Behind Ms. Magazine's Switch to Environmentally Friendly Paper
In its July/August issue, PrintMedia magazine covered Ms. magazine's switch to eco-papers—papers with high postconsumer recycled content (PCR), cleaner manufacturing processes (including less chlorine bleaching) and without using fiber from endangered forests. But what many of you want to know is how they did it.
After all, when the Feminist Majority Foundation (FMF) assumed control as publisher of Ms., it inherited a $2 million-dollar debt and with it a ready-made excuse for not switching to eco-papers, as it potentially costs more to do so. But Ms. managed to switch to papers significantly better for the environment and human health than traditional 100-percent virgin-fiber paper, while staying within budget.
Alicia Daly, associate publisher at FMF, made the decision to switch to eco-papers with high-PCR content. She assembled a core team, consisting of Ms.' printer, design firm, paper supplier and key magazine staff, which was committed to aligning the magazine's paper use with its financial bottom-line and its sense of responsibility.

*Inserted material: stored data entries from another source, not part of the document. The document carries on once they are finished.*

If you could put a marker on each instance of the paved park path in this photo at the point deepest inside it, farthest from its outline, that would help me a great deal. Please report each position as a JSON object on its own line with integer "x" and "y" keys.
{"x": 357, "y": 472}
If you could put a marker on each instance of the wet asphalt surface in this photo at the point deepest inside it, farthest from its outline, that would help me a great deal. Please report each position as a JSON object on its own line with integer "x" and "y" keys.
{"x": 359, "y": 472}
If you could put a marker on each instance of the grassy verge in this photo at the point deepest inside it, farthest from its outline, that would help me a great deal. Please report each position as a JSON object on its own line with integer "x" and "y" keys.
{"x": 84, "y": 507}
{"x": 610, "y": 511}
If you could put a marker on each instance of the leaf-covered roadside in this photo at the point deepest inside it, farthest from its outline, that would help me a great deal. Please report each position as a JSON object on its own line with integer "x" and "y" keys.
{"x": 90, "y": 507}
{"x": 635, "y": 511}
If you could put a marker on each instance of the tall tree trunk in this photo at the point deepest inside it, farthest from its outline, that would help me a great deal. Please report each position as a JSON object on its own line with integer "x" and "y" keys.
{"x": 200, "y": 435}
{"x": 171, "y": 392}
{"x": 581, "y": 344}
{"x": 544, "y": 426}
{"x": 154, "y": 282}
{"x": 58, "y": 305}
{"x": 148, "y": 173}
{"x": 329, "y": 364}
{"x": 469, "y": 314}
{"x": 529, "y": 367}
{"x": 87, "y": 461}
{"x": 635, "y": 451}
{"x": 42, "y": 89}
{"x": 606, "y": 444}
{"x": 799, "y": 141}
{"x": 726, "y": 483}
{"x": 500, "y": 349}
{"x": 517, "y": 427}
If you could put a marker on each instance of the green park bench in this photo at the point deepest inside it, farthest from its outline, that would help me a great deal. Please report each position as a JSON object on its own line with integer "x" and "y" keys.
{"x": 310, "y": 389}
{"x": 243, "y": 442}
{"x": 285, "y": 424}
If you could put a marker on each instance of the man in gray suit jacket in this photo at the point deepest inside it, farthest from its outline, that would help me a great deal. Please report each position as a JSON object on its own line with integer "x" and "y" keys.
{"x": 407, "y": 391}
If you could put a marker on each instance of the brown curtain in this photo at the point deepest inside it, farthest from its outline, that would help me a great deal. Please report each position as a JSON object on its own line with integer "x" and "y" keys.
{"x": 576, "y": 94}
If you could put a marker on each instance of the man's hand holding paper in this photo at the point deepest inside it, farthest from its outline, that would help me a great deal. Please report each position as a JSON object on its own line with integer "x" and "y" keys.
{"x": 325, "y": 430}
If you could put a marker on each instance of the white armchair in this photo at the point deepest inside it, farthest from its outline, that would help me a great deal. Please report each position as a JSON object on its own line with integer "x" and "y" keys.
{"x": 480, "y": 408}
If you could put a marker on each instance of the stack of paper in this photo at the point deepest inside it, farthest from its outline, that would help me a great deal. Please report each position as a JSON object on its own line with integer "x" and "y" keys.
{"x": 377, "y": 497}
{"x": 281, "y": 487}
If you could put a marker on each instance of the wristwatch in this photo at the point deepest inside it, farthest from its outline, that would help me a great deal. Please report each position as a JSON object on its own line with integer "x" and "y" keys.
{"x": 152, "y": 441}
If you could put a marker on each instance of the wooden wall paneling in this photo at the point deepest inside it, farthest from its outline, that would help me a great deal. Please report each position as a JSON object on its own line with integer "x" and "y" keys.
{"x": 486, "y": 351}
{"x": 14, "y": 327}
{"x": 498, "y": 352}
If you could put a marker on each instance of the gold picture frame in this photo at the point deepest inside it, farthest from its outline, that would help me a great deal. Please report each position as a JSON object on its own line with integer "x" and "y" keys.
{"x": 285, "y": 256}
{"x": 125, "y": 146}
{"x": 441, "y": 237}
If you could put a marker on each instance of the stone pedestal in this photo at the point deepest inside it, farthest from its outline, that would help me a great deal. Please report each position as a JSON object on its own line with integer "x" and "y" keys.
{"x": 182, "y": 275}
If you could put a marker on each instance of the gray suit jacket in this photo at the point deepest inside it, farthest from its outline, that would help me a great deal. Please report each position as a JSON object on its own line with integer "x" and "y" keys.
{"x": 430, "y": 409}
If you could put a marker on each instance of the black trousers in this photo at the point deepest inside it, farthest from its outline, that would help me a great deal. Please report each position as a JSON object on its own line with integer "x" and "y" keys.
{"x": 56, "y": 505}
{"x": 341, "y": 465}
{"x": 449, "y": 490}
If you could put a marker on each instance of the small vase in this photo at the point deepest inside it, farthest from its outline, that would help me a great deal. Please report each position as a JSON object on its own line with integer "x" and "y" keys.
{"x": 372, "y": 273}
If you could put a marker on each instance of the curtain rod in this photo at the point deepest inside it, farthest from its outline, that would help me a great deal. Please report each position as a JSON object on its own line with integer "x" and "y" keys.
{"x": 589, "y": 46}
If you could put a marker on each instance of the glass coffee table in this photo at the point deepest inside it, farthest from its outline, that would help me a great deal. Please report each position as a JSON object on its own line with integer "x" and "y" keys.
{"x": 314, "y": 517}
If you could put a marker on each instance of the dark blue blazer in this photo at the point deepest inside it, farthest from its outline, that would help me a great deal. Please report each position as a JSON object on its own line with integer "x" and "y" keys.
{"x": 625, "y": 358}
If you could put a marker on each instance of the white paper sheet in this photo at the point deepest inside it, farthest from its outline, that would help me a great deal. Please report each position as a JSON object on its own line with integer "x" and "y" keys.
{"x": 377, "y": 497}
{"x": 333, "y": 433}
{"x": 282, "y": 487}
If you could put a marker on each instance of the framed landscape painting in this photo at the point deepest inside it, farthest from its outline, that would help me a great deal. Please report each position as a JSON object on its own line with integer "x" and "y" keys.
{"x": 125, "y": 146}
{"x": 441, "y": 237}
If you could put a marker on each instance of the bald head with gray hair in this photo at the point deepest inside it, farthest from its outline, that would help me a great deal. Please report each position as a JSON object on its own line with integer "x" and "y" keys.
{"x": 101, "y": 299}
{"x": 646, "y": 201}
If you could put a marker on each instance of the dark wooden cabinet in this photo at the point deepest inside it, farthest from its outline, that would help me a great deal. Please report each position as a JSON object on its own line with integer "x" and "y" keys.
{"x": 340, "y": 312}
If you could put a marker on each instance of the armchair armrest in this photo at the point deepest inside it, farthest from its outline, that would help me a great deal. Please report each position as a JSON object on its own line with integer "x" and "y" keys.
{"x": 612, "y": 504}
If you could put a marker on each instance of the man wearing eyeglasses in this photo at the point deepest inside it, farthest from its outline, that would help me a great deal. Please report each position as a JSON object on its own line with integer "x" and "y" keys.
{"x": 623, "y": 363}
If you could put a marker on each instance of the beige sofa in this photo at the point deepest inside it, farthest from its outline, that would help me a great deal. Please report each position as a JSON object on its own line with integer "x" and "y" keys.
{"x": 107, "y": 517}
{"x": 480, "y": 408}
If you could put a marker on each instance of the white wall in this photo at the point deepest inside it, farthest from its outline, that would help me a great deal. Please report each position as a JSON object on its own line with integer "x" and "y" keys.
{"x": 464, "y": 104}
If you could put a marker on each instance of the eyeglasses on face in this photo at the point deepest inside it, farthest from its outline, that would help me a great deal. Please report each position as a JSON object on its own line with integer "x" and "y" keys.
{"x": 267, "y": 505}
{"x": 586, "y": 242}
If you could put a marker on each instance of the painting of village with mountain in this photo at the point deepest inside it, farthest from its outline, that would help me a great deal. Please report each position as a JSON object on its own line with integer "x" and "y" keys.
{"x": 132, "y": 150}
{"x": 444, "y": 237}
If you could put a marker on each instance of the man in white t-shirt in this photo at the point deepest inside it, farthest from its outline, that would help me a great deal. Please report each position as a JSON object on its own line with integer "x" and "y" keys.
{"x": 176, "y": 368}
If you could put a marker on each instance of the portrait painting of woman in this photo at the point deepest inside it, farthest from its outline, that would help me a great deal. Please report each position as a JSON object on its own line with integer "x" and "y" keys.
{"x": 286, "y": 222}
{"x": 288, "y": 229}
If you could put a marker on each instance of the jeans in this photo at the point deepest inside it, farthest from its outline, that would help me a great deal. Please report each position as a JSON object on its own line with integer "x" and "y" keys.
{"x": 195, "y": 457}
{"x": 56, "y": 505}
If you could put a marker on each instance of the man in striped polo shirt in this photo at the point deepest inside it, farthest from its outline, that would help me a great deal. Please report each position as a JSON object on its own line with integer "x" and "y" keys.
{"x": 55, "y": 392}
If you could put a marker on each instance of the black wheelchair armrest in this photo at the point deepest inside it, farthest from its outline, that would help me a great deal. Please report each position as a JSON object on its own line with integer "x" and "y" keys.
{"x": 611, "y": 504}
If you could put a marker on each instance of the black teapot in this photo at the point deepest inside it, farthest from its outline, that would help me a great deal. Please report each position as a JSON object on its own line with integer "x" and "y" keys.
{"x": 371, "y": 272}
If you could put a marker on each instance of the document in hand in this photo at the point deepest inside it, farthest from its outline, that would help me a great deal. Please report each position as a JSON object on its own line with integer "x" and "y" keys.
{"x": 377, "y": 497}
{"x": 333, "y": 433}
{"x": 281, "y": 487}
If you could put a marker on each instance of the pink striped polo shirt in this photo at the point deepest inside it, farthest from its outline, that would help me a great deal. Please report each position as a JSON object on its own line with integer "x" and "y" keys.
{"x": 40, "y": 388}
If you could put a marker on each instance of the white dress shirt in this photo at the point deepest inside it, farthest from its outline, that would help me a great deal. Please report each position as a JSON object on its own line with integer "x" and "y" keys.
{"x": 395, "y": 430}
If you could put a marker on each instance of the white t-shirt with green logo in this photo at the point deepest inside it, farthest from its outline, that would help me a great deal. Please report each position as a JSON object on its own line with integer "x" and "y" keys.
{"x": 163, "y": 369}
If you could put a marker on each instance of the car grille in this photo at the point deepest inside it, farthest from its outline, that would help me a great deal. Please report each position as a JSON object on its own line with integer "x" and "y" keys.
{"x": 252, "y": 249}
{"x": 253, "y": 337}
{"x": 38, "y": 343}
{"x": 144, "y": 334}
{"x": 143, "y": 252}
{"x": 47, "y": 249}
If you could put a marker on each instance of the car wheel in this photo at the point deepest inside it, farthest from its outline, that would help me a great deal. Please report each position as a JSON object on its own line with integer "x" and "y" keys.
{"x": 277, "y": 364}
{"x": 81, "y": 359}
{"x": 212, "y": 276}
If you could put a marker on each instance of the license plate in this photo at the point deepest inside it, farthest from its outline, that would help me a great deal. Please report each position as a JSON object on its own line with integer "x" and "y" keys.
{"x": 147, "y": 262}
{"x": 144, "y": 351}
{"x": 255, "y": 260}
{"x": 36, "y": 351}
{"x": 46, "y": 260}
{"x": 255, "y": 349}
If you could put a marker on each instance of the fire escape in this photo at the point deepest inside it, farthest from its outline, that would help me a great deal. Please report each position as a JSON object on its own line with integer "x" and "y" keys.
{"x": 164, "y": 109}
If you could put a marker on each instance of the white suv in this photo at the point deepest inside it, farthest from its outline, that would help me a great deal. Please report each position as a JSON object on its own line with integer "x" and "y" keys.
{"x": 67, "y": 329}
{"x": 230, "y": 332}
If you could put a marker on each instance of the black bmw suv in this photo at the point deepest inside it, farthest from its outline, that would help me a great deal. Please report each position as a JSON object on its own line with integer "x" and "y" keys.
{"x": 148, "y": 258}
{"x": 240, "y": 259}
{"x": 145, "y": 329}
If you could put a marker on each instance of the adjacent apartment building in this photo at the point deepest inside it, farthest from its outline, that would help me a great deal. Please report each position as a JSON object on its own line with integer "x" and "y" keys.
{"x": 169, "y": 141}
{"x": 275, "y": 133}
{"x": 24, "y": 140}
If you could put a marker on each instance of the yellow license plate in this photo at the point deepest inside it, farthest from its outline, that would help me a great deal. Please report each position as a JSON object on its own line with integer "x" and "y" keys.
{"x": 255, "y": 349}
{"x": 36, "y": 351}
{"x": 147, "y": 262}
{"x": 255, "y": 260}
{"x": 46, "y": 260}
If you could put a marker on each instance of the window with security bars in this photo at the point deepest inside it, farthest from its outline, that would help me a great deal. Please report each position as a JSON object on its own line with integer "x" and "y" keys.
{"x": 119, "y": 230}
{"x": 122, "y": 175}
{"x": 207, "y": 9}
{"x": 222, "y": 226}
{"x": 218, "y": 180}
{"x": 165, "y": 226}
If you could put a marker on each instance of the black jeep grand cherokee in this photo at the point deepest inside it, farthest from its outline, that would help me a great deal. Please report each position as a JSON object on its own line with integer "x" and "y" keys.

Daly created a positive working atmosphere by understanding that switching to eco-papers was new and different for everyone and by recognizing their limitations. "It was a very supportive atmosphere," says Jane Scott, who was Ms.'s customer service representative at Brown Printing and is now with Vertis Inc. "Most of us were doing this for the first time, and Alicia made sure everyone knew she had faith in [our] ability to make the paper switch happen."
The process began when Daly and Ms.' executive editor, Kathy Spillar, met Kim Hoffman, the sales executive of New Leaf Paper—an eco-paper merchant—to learn about viable eco-paper options.
Especially important to Ms. was reducing the use of chlorine in the bleaching, or "whitening" of wood fibers. A by-product of chlorine bleaching is the carcinogen dioxin, and Ms. didn't want to release carcinogens into the environment during the production of its paper.